Closed gianvi closed 8 years ago
See issue #3. For Java with native modules the .so/.jniLib files built by the JNI extension itself need to be on java.library.path. They can be found in build/natives after running gradle assemble. This Gradle plugin might be helpful: https://github.com/cjstehno/coffeaelectronica/wiki/Going-Native-with-Gradle
Tnx @thatdatabaseguy...now it's correctly working! Btw, parser and expander are awesome and... I'm deal now with the "language" lack. There is an automatic selection, or some specific module/strategy to specify it ? There are some functional API? ...sorry for all these questions but is very difficult to find docs on it ...I'm trying to write an entity matcher in spark, in scala and I use a very noised db...with 70% of italian places and I was looking for the other functionalities and proeperty but is not simple to understand how for example the language can be choosed...
Bravissimo.
For expansion, if you know the language is Italian a priori and don't want to use the automatic language classifier, you can specify to use only the Italian dictionaries as follows:
String address = "V. Benedetta, no. 25 00153 Roma";
String[] languages = {"it"};
ExpanderOptions englishOptions = new ExpanderOptions.Builder().languages(languages).build();
AddressExpander expander = AddressExpander.getInstance();
String[] expansions = expander.expandAddressWithOptions(address, options);
Note that you may want to use the automatic language classification anyway if some of the addresses are in Valle d'Aosta or Trentino-Alto Adige because some of the street names could be in French or German respectively, at least in the data sets I've seen.

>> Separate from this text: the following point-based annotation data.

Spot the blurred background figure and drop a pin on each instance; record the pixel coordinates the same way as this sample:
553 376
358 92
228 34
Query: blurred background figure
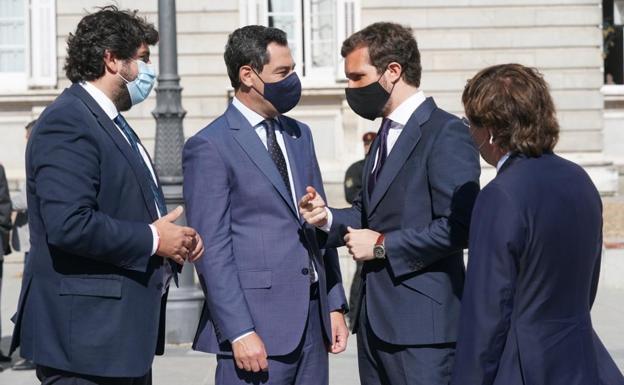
535 246
352 186
20 236
5 228
353 176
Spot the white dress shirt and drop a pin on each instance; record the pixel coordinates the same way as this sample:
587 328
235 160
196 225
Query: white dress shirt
111 111
399 118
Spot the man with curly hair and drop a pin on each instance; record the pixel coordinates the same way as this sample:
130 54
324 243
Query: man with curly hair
103 248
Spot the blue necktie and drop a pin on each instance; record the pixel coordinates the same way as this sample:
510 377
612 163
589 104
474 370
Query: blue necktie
134 141
381 158
276 152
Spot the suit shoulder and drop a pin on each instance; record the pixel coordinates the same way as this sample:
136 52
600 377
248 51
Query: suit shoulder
65 114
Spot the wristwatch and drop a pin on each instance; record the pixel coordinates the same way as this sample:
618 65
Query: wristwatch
379 251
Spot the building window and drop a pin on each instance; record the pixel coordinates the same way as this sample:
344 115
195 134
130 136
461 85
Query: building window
613 45
27 44
315 29
13 38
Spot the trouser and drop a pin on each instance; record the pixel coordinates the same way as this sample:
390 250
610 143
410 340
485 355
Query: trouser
307 365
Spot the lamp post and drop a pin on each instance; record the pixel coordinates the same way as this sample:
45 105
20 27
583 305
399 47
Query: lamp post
184 302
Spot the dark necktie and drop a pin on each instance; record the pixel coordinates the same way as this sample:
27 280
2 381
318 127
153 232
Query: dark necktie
276 153
134 143
280 162
382 154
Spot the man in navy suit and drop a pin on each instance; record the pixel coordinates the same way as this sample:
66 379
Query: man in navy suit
274 299
535 246
91 309
410 223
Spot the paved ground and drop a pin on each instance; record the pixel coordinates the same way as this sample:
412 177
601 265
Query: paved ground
181 366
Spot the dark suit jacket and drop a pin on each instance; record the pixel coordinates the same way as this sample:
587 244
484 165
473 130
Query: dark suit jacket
92 294
5 215
255 268
535 246
422 203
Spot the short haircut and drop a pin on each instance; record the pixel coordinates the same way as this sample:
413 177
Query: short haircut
514 103
387 43
121 32
248 46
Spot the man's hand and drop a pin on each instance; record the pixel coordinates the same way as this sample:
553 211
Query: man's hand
176 242
312 208
340 332
249 354
361 243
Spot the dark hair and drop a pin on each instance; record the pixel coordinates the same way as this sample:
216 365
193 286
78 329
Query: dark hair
387 43
514 103
248 46
119 32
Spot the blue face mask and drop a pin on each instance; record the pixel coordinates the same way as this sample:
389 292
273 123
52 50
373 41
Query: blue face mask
141 86
284 94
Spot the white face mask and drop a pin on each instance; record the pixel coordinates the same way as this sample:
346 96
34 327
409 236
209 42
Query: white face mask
141 86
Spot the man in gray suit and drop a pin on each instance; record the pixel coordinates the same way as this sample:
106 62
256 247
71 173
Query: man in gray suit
274 299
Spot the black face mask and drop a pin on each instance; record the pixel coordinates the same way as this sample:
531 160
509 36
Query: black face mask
368 101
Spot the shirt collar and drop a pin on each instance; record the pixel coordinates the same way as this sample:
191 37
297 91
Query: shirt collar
404 111
101 99
502 161
252 116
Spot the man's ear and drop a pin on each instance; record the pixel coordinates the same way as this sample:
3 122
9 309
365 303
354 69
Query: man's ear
110 62
245 74
395 70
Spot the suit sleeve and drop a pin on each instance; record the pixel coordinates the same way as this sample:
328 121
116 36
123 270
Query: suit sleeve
207 198
336 297
64 160
497 237
453 176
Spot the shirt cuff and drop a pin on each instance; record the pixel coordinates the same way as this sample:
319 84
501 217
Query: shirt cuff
156 239
243 335
330 219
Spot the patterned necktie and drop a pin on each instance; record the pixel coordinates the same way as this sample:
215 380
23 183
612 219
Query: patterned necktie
381 157
134 143
276 153
280 162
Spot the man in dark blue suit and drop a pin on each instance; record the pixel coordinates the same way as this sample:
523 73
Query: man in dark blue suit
274 299
535 246
91 310
410 223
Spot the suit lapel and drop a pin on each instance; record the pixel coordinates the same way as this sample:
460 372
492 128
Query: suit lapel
122 145
247 138
409 137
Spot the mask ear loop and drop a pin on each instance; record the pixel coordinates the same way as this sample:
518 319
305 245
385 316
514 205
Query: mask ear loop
263 82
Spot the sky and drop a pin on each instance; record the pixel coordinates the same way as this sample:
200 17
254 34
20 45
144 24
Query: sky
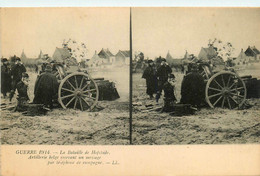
35 29
155 30
159 30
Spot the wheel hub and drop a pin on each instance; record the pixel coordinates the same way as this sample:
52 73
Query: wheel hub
226 91
78 93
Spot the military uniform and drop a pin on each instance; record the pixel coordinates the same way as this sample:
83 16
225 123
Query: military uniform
46 89
193 89
162 72
5 79
151 80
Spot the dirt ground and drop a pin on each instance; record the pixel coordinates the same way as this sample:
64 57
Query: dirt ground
207 126
109 126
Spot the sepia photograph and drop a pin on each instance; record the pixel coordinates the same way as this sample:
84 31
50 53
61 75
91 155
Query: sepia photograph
196 76
65 76
130 90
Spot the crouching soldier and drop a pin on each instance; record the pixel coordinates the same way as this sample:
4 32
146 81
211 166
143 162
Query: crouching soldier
22 87
169 96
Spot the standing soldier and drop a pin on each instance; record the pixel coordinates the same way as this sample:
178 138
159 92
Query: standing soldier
46 88
5 77
22 88
151 80
16 73
169 95
162 72
192 88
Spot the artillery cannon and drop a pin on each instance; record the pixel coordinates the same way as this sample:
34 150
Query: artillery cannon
78 90
223 87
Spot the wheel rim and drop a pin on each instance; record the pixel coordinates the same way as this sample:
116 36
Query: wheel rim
204 72
78 91
225 90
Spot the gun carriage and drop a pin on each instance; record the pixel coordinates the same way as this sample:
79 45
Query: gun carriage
78 90
223 87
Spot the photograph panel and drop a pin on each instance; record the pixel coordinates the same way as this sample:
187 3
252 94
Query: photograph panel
65 76
196 75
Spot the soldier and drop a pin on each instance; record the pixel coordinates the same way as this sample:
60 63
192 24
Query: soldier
169 96
22 88
5 77
162 73
16 73
192 88
46 88
151 80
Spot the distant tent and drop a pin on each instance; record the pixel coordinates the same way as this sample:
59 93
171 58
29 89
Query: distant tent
23 56
122 57
41 55
171 61
207 54
61 54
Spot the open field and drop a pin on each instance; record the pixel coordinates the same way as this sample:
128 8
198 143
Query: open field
207 126
109 126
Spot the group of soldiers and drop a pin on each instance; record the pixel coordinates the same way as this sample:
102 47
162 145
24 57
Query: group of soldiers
161 79
15 78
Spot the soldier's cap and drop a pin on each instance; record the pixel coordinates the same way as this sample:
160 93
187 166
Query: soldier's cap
171 76
48 68
4 60
150 61
163 60
25 75
194 67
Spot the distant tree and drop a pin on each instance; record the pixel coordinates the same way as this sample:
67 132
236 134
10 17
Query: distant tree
78 50
224 50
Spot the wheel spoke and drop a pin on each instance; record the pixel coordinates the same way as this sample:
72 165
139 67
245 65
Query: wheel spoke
228 80
218 84
67 90
76 82
87 96
214 89
81 82
80 102
237 95
75 103
232 85
86 102
211 96
71 84
67 96
217 101
234 100
90 90
229 103
223 102
223 81
70 102
85 86
237 88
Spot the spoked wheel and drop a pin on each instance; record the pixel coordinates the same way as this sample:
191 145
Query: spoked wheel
59 72
78 91
225 89
204 72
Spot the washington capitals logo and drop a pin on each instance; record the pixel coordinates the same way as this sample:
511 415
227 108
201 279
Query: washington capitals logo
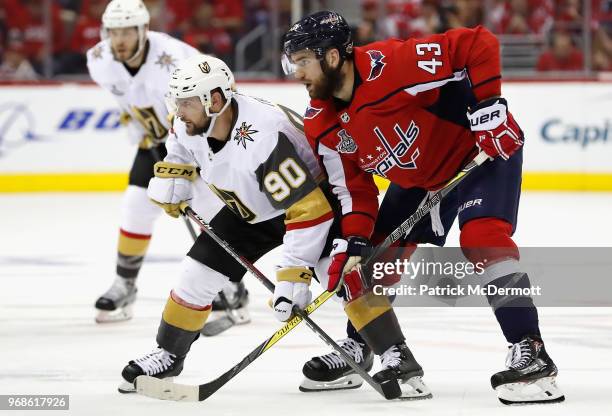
243 133
376 64
346 144
312 112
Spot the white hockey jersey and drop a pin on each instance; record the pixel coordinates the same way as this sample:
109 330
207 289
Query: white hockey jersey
141 95
265 169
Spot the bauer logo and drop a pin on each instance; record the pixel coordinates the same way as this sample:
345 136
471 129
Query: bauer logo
559 132
80 119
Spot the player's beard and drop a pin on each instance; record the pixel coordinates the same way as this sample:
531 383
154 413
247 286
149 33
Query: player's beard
330 81
125 56
194 130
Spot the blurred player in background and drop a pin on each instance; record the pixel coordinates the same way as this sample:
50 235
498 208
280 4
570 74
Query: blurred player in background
134 64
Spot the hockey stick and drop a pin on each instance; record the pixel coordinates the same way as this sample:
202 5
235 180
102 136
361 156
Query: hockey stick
152 387
424 209
387 389
162 389
167 390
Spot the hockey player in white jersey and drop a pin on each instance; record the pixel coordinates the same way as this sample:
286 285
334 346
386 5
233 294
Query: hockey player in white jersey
134 64
255 157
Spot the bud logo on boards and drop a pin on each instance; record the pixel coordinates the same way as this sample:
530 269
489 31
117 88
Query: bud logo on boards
79 119
558 131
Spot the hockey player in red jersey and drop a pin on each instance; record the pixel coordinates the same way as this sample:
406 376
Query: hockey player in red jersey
415 112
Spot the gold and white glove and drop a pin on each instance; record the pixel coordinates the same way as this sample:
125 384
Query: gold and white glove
292 289
171 186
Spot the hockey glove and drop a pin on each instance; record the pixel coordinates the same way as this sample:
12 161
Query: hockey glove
495 130
345 269
148 142
171 186
292 289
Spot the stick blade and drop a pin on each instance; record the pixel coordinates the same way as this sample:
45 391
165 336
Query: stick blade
166 390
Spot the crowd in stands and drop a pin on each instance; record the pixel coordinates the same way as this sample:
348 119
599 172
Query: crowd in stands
214 26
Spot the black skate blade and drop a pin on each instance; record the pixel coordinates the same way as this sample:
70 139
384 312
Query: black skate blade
217 326
345 387
391 389
415 398
527 402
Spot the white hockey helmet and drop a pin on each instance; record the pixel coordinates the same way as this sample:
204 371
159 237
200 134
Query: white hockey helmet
198 76
127 13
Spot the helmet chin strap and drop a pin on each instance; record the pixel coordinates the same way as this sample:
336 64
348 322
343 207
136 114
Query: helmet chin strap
213 116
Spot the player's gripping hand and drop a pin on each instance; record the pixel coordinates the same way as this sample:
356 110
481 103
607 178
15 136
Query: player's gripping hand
496 131
171 186
292 289
345 268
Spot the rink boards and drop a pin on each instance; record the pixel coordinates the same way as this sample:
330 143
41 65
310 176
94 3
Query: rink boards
66 137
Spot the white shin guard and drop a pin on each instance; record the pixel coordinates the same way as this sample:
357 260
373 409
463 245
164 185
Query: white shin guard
198 284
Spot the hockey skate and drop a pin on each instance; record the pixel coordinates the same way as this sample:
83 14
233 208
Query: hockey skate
399 363
159 364
230 308
330 371
115 305
530 377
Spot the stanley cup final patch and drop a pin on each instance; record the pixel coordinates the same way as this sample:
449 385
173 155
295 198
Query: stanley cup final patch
346 144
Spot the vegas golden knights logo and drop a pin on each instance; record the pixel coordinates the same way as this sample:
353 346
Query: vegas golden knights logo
148 119
234 203
204 67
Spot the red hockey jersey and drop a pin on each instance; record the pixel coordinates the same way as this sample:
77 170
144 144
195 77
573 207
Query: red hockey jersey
407 118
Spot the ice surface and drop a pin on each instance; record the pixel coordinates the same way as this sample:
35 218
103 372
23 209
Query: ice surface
57 254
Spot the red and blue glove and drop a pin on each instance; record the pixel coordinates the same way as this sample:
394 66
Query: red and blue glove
344 272
495 130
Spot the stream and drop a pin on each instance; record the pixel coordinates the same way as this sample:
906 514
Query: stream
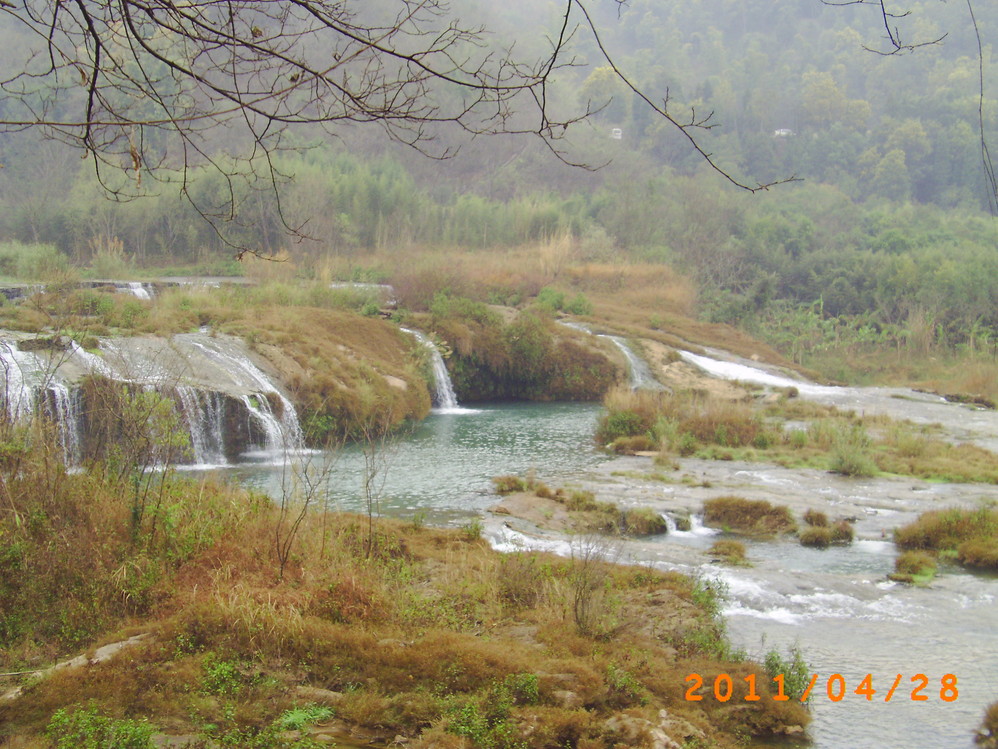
836 604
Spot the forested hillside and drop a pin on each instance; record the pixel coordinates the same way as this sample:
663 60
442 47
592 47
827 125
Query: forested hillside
886 238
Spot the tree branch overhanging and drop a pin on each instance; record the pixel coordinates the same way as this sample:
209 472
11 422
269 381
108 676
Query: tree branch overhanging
150 87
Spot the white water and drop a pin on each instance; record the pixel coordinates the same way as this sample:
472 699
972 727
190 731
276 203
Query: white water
66 416
444 397
282 431
640 373
23 373
203 411
963 422
194 371
139 290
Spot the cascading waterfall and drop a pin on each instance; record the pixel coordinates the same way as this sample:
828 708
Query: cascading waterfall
21 372
444 398
65 412
282 433
641 377
203 411
640 372
140 290
205 378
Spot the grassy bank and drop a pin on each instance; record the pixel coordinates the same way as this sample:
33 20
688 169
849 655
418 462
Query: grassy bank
789 432
259 631
968 536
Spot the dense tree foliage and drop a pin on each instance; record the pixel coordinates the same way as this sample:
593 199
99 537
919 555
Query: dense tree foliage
885 240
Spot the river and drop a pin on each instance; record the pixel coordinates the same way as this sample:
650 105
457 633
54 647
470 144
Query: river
836 604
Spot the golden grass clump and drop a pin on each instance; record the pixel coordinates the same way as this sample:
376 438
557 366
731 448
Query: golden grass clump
969 535
728 551
389 639
753 517
942 530
914 567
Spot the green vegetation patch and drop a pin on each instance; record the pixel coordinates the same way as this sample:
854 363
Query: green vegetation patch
748 516
969 535
526 358
914 566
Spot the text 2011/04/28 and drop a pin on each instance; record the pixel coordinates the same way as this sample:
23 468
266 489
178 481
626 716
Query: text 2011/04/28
918 688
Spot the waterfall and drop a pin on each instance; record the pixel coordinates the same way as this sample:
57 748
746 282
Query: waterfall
444 398
203 412
139 290
282 431
21 372
641 377
64 411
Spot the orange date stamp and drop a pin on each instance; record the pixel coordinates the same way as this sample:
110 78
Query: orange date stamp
917 688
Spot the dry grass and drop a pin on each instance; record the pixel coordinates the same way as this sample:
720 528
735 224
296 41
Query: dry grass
754 517
398 634
969 535
728 551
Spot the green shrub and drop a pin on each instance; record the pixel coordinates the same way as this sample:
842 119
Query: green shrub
644 521
579 305
915 563
581 501
842 532
816 537
748 516
797 439
729 551
616 424
509 484
980 553
914 567
299 718
816 518
796 674
551 299
632 445
85 728
850 455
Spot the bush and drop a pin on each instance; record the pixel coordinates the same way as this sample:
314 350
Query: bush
748 516
797 439
914 567
632 445
979 553
644 521
816 537
842 532
729 551
509 484
946 530
619 424
820 536
579 305
85 728
850 453
816 518
915 563
796 674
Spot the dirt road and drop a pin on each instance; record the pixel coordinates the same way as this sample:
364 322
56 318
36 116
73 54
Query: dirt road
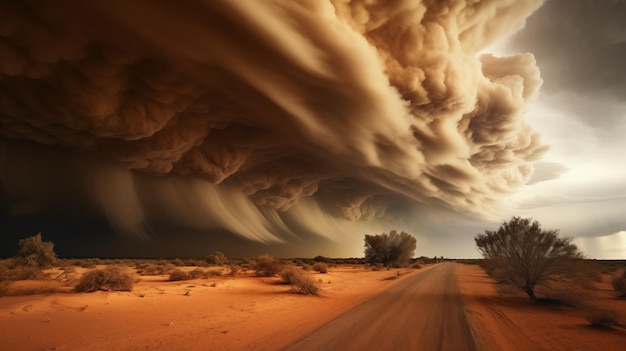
421 312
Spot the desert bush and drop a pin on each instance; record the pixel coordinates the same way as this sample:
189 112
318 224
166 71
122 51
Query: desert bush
287 274
300 281
156 269
393 249
304 284
233 269
619 284
527 254
197 273
36 253
320 267
267 266
177 274
108 278
4 282
214 272
603 317
217 258
178 262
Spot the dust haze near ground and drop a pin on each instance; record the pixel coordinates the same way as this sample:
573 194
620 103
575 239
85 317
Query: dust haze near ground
254 117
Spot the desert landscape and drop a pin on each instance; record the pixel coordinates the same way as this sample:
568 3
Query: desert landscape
313 175
247 312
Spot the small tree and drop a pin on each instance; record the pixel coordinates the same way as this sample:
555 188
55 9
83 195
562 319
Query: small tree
36 253
390 249
525 254
217 258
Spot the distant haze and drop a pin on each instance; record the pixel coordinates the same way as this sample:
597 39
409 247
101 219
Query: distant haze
297 123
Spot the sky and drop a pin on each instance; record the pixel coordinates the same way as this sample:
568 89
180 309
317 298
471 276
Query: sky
150 129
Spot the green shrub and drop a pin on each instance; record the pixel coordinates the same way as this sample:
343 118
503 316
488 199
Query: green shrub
108 278
320 267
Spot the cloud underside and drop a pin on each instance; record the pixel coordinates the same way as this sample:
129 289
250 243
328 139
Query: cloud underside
355 104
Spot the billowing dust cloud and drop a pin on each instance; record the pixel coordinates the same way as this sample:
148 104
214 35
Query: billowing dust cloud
261 112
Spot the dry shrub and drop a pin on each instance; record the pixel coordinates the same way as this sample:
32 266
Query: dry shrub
619 284
603 317
108 278
213 273
26 272
300 282
304 284
288 273
196 273
155 269
267 266
177 274
233 270
320 267
4 282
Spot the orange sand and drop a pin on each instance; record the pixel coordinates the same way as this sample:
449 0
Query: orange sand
514 323
238 313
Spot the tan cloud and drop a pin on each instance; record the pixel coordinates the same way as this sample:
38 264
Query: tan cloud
281 100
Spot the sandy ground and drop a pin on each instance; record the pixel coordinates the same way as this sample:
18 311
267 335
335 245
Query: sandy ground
240 313
424 311
251 313
514 323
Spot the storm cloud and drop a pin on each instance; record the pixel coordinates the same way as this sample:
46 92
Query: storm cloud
256 117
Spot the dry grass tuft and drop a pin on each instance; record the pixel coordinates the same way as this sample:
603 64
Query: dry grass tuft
619 284
320 267
108 278
300 281
267 266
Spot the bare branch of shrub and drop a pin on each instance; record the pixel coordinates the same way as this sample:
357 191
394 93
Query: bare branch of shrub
108 278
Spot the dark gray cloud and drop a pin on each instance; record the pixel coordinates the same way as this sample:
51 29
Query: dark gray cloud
580 47
247 108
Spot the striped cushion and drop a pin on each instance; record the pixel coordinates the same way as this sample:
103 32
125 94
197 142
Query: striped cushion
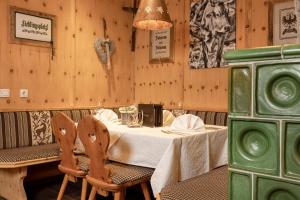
121 173
31 128
16 155
83 162
210 186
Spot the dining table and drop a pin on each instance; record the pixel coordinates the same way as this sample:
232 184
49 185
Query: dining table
174 156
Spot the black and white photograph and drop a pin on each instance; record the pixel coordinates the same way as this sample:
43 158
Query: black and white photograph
284 23
212 32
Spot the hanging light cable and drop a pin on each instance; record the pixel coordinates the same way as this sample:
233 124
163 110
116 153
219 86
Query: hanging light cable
152 15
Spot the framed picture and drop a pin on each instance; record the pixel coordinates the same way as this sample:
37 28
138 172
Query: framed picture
31 27
212 32
161 46
283 23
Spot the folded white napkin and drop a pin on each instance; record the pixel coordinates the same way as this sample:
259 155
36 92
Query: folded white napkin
186 123
168 118
106 115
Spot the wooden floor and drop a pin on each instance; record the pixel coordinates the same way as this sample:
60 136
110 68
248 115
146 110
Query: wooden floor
48 189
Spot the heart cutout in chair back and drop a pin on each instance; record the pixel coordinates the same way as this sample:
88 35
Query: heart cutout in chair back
92 137
63 131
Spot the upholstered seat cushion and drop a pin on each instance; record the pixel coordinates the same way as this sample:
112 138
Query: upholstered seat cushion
209 186
119 173
19 155
83 162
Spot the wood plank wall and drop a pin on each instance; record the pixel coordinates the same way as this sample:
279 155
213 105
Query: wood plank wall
176 85
75 77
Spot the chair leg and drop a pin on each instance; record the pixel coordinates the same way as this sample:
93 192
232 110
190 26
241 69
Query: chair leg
83 189
145 191
63 187
93 193
120 195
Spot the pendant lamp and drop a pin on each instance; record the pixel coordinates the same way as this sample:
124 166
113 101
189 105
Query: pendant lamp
152 15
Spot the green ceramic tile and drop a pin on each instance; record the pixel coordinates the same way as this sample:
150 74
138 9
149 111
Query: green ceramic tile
240 91
254 145
292 149
268 189
278 89
240 186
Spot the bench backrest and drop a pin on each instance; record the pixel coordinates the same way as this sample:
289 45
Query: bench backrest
30 128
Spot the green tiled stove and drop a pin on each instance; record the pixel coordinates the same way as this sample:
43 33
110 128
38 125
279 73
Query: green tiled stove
264 123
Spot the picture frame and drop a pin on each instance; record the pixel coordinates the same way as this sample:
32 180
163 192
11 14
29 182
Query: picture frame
282 23
162 46
33 28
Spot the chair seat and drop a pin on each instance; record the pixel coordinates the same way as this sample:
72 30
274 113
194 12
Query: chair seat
83 162
209 186
122 173
119 173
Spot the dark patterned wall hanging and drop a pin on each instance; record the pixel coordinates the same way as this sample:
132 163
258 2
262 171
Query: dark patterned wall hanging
212 30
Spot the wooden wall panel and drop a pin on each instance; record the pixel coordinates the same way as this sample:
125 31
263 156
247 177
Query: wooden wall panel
161 83
75 77
94 85
196 89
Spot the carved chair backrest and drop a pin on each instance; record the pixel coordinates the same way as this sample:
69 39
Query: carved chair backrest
95 138
65 132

For parsing, I'd need to look at the specific mistakes it's making. The current version of libpostal is trained on ~2.7M addresses in Italy. There's a new parser being developed that's trained on > 3M Italian addresses as well as simple place queries which help with parsing most of the tiny "località" that one might see in more rural addresses. The new parser also randomly appends sub-building information to the addresses so it can parse phrases like "pº 2" or "sala 123" as well as "casella postale" addresses. You may be interested in checking that out when it's released into master. The parser will probably never achieve 100% accuracy, but the next release is a major improvement nonetheless.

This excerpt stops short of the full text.